Pour moi, mon métier c’est une belle partie de mon bonheur parce que j’aime vraiment, franchement ce que je fais. Ma relation avec ma fille m’apporte énormément de bonheur. On a vraiment une super complicité. Ma relation avec mon amoureux me rend heureuse. Au fond, c’est dans la richesse de mes relations avec les gens que je me sens heureuse.

C’est un entraînement de l’esprit de trouver des bases, des choses qui nous rendent heureux et auxquelles on peut avoir accès à n’importe quel moment. »
Ton spectacle….

« Il y a 15 nouvelles chansons qui ont été écrites avec Gaëlle et j’ai fait les musiques. Ce sont des chansons qui ont été construites autour de thèmes importants du livre, donc ce n’est pas mon histoire racontée avec des extraits du livre. Je ne parle même pas du livre.

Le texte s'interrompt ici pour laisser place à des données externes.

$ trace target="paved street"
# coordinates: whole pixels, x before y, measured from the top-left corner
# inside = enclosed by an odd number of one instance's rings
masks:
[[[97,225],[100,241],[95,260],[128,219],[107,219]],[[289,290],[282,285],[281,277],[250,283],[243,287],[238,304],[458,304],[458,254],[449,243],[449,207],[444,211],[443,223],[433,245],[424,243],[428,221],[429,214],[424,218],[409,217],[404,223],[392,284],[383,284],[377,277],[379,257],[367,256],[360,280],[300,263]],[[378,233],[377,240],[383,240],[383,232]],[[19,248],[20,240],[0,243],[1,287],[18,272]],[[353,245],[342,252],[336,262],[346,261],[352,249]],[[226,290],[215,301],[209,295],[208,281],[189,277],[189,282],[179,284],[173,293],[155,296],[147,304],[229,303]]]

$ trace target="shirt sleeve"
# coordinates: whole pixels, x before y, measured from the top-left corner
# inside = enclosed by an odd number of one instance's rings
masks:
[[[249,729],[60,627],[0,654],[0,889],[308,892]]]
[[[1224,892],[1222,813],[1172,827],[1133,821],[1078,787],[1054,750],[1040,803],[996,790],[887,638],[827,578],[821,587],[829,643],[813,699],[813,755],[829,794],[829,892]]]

L’important c’est qu’on sente la trajectoire d’émotions du livre à travers les chansons. Ce sont des chansons qui peuvent avoir une vie hors du contexte et c’est important pour moi. L’émotion qu’elles portent est très pure, très brute. Sur scène, je suis au piano, accompagnée de mon guitariste Yves Desrosiers…. Puis il y a des projections de Marie Brassard et Sonoyo Nishikawa.

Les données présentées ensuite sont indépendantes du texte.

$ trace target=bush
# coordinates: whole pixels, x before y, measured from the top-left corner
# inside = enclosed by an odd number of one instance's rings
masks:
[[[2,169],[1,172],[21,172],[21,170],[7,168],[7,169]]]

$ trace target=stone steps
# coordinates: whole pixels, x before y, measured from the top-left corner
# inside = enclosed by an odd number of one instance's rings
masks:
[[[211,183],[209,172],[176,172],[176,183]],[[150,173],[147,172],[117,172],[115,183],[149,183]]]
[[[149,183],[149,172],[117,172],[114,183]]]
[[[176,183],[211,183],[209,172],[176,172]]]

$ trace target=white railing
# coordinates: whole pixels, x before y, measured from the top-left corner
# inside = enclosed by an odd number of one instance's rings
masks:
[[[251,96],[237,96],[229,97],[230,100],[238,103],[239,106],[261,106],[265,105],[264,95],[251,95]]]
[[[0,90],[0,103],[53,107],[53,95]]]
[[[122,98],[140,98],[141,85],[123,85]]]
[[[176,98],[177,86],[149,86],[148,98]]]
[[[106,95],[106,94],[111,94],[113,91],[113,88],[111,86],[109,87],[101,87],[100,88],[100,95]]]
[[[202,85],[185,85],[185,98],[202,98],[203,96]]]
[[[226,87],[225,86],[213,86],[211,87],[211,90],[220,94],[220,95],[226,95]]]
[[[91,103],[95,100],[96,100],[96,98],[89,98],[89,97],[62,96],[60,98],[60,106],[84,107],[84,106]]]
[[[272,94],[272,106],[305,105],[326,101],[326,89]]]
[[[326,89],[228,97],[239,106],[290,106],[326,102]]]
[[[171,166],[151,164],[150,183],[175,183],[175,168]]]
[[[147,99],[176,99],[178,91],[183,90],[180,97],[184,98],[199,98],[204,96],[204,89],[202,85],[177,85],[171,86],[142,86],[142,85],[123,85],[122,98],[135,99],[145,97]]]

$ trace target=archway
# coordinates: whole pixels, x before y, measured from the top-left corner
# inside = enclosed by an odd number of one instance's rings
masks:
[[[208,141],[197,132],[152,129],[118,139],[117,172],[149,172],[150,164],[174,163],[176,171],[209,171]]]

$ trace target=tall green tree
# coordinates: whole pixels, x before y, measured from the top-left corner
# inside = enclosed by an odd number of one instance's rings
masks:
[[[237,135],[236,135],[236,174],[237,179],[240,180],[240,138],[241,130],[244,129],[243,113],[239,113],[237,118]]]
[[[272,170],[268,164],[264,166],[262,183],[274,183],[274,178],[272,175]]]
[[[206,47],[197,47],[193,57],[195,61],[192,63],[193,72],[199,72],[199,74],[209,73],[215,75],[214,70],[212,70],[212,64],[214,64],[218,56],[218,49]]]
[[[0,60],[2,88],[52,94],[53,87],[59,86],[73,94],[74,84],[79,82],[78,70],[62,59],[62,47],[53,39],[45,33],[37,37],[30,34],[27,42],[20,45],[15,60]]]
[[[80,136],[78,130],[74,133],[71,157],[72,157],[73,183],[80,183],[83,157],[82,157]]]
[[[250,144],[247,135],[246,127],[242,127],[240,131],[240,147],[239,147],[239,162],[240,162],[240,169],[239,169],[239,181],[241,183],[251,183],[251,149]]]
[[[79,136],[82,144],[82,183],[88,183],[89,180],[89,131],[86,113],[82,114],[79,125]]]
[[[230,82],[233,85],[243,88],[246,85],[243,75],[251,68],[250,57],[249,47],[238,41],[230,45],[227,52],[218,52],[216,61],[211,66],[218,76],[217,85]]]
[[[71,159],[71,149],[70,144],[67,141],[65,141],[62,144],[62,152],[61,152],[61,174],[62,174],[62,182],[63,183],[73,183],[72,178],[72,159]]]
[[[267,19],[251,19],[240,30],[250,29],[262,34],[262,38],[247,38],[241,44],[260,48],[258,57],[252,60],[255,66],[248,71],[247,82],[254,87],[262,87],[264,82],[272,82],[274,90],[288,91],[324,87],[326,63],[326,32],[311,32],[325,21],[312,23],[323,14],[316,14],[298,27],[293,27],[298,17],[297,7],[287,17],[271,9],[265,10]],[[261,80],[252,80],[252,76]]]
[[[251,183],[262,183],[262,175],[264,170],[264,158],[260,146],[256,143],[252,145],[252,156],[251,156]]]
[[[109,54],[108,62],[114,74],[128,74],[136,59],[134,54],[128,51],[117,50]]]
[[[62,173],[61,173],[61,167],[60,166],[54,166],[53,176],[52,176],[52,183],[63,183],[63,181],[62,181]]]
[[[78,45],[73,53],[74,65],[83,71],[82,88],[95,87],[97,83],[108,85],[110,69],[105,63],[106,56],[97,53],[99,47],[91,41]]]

L’idée c’est de se retrouver à travers ces chansons et de se rappeler qu’on est jamais seuls. Elles ne sont pas endisquées encore. Je leurs donne vie en même temps que le public les découvre, donc elles grandissent sous le public, ce qui est le fun aussi!….»

Ça semble quasiment être une « expérience » vu la manière dont tu me le présentes….

« Écoute, je veux pas mettre la barre haute! C’est un peu ça…. Mais sans prétention. »
C’est un rendez-vous samedi le 28 mai au Capitol de Québec ma chère Florence!